Couplets


It made terrific sense, of course,
to build a lift to scale my flaws!


With tea and sun that steep alike,
Summer's wistful wounds shall strike.


The epiphany, the revel! of thoughtful synapse
Precedes the fear of permanent lapse.


An open letter to any publication willing to take me


Dear perpetually-changing choice of periodical,

It has been my ambition to become a writer for a long time, or at least long enough for the aspiration to become painfully wistful; ever since I realised that books were in fact worth reading and an English teacher stared over twenty pairs of glazed eyes and told me that literature could be analysed. Coming across your publication brought about the comforting revelation that there was hope for people such as myself; aspiring writers who would love to be published in any way, yet secretly wanted the importance and freedom of an esteemed newspaper columnist.

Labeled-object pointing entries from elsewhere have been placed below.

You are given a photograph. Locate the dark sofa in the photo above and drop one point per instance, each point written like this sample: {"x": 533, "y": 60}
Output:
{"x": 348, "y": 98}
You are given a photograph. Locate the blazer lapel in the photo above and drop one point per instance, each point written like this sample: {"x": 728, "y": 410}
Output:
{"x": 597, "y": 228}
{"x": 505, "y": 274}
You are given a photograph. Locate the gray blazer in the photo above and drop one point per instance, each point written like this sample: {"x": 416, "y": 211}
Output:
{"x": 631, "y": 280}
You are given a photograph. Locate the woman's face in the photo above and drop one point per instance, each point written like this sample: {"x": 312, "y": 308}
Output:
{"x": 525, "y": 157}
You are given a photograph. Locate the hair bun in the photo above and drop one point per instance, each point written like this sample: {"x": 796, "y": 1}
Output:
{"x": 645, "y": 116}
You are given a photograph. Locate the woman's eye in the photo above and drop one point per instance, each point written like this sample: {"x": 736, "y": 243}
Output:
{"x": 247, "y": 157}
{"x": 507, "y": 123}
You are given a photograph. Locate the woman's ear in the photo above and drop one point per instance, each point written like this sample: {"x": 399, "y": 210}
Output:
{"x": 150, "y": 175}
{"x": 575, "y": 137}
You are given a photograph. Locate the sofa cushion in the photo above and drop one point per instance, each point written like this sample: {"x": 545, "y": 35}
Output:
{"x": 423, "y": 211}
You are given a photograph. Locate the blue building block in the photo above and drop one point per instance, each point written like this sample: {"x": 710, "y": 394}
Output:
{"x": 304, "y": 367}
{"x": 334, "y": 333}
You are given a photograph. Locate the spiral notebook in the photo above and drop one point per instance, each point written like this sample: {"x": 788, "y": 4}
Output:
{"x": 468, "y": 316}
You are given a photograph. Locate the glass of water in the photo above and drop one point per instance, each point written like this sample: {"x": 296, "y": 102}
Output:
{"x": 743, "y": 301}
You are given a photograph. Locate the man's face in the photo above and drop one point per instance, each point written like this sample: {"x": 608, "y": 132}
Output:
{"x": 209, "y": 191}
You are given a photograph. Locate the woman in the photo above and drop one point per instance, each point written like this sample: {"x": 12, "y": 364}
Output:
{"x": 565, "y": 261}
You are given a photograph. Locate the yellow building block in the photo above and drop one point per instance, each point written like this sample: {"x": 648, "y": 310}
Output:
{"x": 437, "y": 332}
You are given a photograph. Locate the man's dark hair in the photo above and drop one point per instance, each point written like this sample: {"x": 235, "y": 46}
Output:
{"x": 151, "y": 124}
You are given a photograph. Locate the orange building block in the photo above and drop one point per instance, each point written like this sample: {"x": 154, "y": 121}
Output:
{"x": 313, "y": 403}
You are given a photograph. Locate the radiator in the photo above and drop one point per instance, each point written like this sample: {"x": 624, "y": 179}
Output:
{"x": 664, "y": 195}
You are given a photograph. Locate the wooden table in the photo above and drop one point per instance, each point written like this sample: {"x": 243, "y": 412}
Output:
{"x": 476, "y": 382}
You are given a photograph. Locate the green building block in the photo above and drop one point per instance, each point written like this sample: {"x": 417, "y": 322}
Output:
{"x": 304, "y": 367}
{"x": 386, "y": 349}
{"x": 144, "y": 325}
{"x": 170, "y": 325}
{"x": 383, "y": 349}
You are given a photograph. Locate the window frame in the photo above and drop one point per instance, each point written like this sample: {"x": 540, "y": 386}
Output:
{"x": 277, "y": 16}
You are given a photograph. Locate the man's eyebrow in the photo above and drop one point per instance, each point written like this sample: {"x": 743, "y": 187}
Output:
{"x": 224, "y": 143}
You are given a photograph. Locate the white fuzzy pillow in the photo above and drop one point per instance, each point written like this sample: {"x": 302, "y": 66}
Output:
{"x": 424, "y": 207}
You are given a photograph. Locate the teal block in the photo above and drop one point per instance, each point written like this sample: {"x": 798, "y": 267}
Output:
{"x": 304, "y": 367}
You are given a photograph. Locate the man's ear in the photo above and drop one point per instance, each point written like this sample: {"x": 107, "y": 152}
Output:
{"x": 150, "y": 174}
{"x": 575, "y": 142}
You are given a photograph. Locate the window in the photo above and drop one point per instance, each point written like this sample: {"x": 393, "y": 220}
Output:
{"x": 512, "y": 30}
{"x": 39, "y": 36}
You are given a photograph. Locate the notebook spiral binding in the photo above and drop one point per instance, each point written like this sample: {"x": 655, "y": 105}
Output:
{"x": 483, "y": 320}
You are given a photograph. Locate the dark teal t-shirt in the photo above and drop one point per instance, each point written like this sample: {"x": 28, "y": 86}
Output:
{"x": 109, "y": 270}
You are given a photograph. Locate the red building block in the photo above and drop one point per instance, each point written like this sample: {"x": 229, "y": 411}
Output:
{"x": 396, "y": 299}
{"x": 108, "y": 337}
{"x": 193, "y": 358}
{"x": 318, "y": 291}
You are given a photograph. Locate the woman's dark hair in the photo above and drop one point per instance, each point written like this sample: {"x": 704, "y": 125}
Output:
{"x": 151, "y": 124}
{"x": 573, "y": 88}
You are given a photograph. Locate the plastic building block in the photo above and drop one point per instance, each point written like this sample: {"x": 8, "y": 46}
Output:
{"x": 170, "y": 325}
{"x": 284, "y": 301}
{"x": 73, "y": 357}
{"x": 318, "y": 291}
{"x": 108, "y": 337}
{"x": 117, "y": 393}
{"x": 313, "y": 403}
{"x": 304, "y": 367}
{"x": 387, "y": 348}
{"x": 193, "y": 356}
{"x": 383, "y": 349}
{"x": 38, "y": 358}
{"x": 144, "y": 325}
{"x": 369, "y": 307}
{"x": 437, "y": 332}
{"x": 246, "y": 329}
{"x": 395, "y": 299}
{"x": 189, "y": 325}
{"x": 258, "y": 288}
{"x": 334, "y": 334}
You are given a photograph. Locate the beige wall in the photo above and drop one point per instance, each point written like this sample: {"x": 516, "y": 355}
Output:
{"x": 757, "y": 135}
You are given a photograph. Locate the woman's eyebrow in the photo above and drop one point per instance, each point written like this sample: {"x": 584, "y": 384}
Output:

My innate aversion to self-assurance has mostly taken its toll on my writing, or rather, the way I perceive it. I refuse to believe the idea that I am, well... a good writer, and it is just the genuine enjoyment of writing and the creative process that fuels this want to write. Despite my unwavering diffidence (does calling myself diffident make me sound like a hypocrite? - I think it does...) I really do (try to) live and breathe prose. In casual conversation I try to sound like the most intellectual and articulate person that my narrow vocabulary will allow me to be, and fail to acquiesce in the fact that I sound neither bookish nor worldly enough to be considered well-informed. My dream includes a short-lived life in Paris, quirky days as a reclusive poet in rural Britain, and the acting out of well-rehearsed, idealist images - most of which involve the spires of Oxford, a New Yorker's fire escape staircase and sallow hardback books of modern American literature. But my ultimate hope is that the ability to laugh at my sheer pretentiousness and pseudo-intellectual pursuits will never desert me.

I sincerely hope that my attached submission, as well as a prolific chain of other works to come, will be deemed good enough for your publication, and that it will be the beginning of success as a published author, which I intend to pursue.